August 24, 2021

    Misconceptions about Mobile Platform Security

    Many developers rely on the belief that their apps cannot be tampered with. They often lean on in-app purchases or ads to monetize their work and rely on a certain security level to provide a fun and safe playing environment to their customers. So if applications are modified, or in-app security checks can be bypassed, it can create a slew of challenges, ranging from security issues for developers and end users to impacting brand reputation and causing public relations problems.

    Basically, developers can lose customers and revenue.

    So what platform is more secure? It is generally known that Android applications are relatively easy to reverse engineer and can be modified by malicious actors. But it is a common misconception that the Apple iOS platform is inherently more secure in this respect. In general, applications on iOS are just as susceptible to being tampered with as ones on Android.

    Both Android and iOS platforms contain multiple strong security features, such as biometric authentication, secure local storage, and a permission system. But it’s important to note that those techniques — and even the more technical ones, like codesigning and sandboxing — are primarily focused on protecting the end-user, not the app itself.

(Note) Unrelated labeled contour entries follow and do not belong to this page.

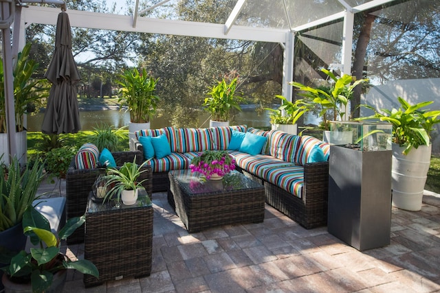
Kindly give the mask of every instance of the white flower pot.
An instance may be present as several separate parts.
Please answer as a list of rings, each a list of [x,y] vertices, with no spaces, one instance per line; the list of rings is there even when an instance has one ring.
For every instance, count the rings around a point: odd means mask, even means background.
[[[393,143],[393,205],[407,211],[420,211],[428,171],[431,161],[432,145],[405,149]]]
[[[138,189],[122,190],[121,199],[125,205],[133,205],[135,204],[136,200],[138,200]]]

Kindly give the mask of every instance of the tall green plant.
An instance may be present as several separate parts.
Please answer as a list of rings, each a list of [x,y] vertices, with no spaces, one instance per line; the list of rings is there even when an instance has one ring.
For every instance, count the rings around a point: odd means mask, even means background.
[[[433,101],[422,102],[412,105],[401,97],[397,97],[397,100],[400,104],[398,109],[382,109],[383,114],[370,106],[362,105],[373,110],[375,114],[360,117],[356,120],[375,119],[390,122],[393,124],[393,142],[405,147],[404,154],[408,154],[412,148],[429,145],[430,133],[434,130],[433,126],[440,123],[440,119],[438,118],[440,116],[440,110],[422,109],[432,104]]]
[[[241,111],[239,103],[243,101],[243,98],[235,95],[238,84],[239,76],[233,72],[217,81],[217,84],[206,94],[208,97],[205,98],[203,106],[211,114],[212,120],[228,121],[231,108]]]
[[[15,106],[15,126],[16,131],[24,130],[23,117],[28,105],[40,99],[40,93],[47,91],[47,88],[41,84],[43,80],[32,79],[32,76],[38,67],[38,63],[29,58],[32,44],[27,43],[23,51],[19,53],[14,67],[14,103]],[[4,76],[3,60],[0,59],[0,133],[6,132],[6,108],[4,93]]]
[[[27,165],[22,169],[16,157],[8,167],[0,167],[0,231],[21,222],[25,211],[35,200],[43,168],[44,165],[36,160],[32,167]]]
[[[348,74],[337,78],[333,73],[325,69],[322,69],[321,71],[333,81],[329,91],[312,88],[299,82],[291,82],[289,84],[304,92],[300,93],[300,95],[310,99],[320,106],[319,115],[322,118],[323,128],[325,130],[329,130],[330,126],[327,117],[328,112],[333,113],[333,121],[338,119],[342,120],[346,115],[345,109],[353,96],[354,89],[363,82],[367,82],[368,80],[355,80],[355,78]]]
[[[155,113],[160,97],[155,93],[159,78],[149,76],[145,69],[140,73],[137,69],[126,69],[116,82],[122,87],[118,102],[127,106],[130,121],[134,123],[150,121],[150,115]]]

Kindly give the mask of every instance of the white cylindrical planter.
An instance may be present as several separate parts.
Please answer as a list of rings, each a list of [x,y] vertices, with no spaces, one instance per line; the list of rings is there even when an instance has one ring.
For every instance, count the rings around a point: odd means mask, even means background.
[[[280,130],[289,134],[298,134],[297,124],[272,124],[272,130]]]
[[[220,126],[229,126],[228,121],[209,121],[209,127],[220,127]]]
[[[144,129],[150,129],[150,122],[146,123],[129,123],[129,139],[130,139],[130,150],[136,150],[133,139],[135,139],[135,132],[142,130]]]
[[[430,145],[412,148],[407,155],[404,147],[393,143],[393,205],[407,211],[420,211],[425,183],[431,161]]]
[[[125,205],[132,205],[138,200],[138,189],[136,190],[122,190],[121,199]]]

    To demonstrate the misconceptions of mobile platform security, we will patch out the ads from an existing application on each platform and repackage them. We will also show how in-app purchase implementations can be bypassed with relative ease.

    Proof of concept: Tampering with “Flashlight” apps

    In this section we will show that, on both platforms, we can easily disable advertisements and fake purchases on both platforms using the following techniques:

    • Download the application to a computer to analyze where sensitive logic might reside.
    • Patch certain code and repackage the application, then run the modified version on a device.
    • Modify application logic while the application is running on the device, without the need to repackage it.

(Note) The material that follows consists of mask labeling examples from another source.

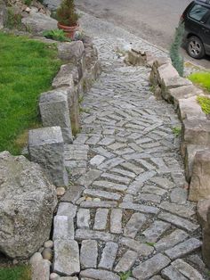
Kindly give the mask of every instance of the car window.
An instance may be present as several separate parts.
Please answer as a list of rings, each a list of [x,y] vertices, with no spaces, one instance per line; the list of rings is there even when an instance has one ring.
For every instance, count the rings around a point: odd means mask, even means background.
[[[210,15],[208,16],[206,24],[210,27]]]
[[[202,18],[208,12],[209,9],[200,4],[195,4],[189,12],[189,16],[193,20],[200,21]]]

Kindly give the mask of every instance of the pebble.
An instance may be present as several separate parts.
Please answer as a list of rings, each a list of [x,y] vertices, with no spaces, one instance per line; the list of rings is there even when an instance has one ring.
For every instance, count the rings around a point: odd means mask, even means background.
[[[53,241],[52,240],[47,240],[44,243],[44,248],[52,248],[53,247]]]
[[[43,259],[48,259],[48,260],[52,260],[52,251],[51,248],[45,248],[43,252],[42,252],[42,255],[43,255]]]
[[[56,188],[57,196],[62,196],[66,193],[65,187],[59,186]]]

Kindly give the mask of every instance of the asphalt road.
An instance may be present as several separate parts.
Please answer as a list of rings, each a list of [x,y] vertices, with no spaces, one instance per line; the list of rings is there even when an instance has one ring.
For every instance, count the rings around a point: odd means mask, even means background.
[[[77,6],[111,21],[165,49],[169,49],[180,16],[191,0],[76,0]],[[186,59],[210,69],[210,57]]]

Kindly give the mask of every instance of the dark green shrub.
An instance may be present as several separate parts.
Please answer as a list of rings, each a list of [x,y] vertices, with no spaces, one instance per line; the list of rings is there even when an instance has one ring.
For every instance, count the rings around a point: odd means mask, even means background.
[[[63,0],[57,10],[58,21],[66,26],[75,26],[78,18],[79,16],[75,10],[74,0]]]
[[[7,15],[6,15],[6,21],[5,21],[5,27],[12,29],[20,29],[21,27],[21,14],[15,13],[12,7],[7,8]]]
[[[183,58],[180,54],[180,47],[182,42],[183,34],[184,24],[180,23],[178,28],[176,28],[174,39],[170,48],[170,58],[172,60],[172,64],[182,77],[183,76],[184,64]]]
[[[32,2],[32,0],[25,0],[24,4],[27,4],[28,6],[30,6],[31,5],[31,2]]]
[[[70,38],[65,37],[65,32],[61,29],[52,29],[43,32],[43,36],[44,36],[48,39],[52,39],[60,42],[71,42]]]

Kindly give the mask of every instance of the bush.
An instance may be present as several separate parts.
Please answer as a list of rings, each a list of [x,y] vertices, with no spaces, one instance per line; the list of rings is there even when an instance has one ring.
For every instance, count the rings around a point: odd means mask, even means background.
[[[21,19],[22,17],[20,13],[15,13],[13,8],[9,7],[7,8],[5,27],[9,29],[20,29],[21,28]]]
[[[63,0],[57,10],[58,21],[66,26],[75,26],[78,18],[79,16],[75,10],[74,0]]]
[[[1,280],[30,280],[31,268],[29,266],[20,265],[0,268]]]
[[[177,70],[180,76],[183,76],[183,58],[180,54],[180,47],[182,42],[182,37],[184,34],[184,24],[180,23],[175,30],[174,40],[170,48],[170,58],[172,60],[173,66]]]
[[[210,92],[210,72],[193,73],[189,76],[189,79]]]
[[[197,100],[201,106],[202,111],[206,114],[210,114],[210,98],[206,96],[198,96]]]
[[[48,39],[52,39],[55,41],[71,42],[71,39],[65,37],[65,32],[61,29],[47,30],[47,31],[43,32],[43,36],[44,36]]]

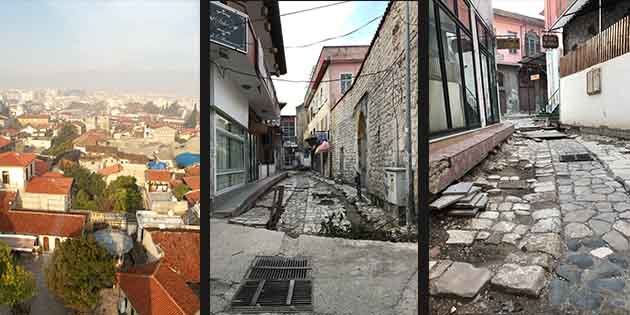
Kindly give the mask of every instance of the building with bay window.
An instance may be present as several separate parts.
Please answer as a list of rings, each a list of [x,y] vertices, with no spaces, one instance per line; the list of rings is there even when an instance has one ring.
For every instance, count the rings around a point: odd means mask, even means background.
[[[210,1],[210,197],[275,173],[286,73],[278,2]]]
[[[391,193],[392,178],[404,176],[407,161],[406,5],[412,26],[412,168],[417,170],[417,109],[429,106],[431,192],[463,176],[513,131],[500,123],[491,1],[480,1],[480,7],[467,0],[428,1],[429,104],[418,104],[418,93],[426,91],[416,91],[418,42],[427,40],[418,39],[414,27],[418,4],[390,1],[354,81],[331,105],[331,175],[347,183],[360,175],[367,195],[397,215],[406,206]]]

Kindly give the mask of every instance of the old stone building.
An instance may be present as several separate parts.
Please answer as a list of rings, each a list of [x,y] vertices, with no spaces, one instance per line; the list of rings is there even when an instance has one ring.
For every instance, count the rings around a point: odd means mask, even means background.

    By using these techniques, an attacker can expose the application developer to the previously mentioned risks.

    To show the limitations of the built-in platform security, we looked at some of the free “Flashlight” applications available for both platforms. These apps can be used to toggle the built-in flashlight and typically have an in-app purchase option to remove ads. They will serve as an example to show how these attacks are done in practice.

    iOS Flashlight app

    Android Flashlight app

    Our proof of concept consists of three parts: analyzing the apps, statically patching out the ads, and bypassing in-app purchases dynamically for both applications.

    Analyzing the apps

    First, we want to analyze the apps to figure out how the ads are loaded. To do this, we first need to download the apps to our computer.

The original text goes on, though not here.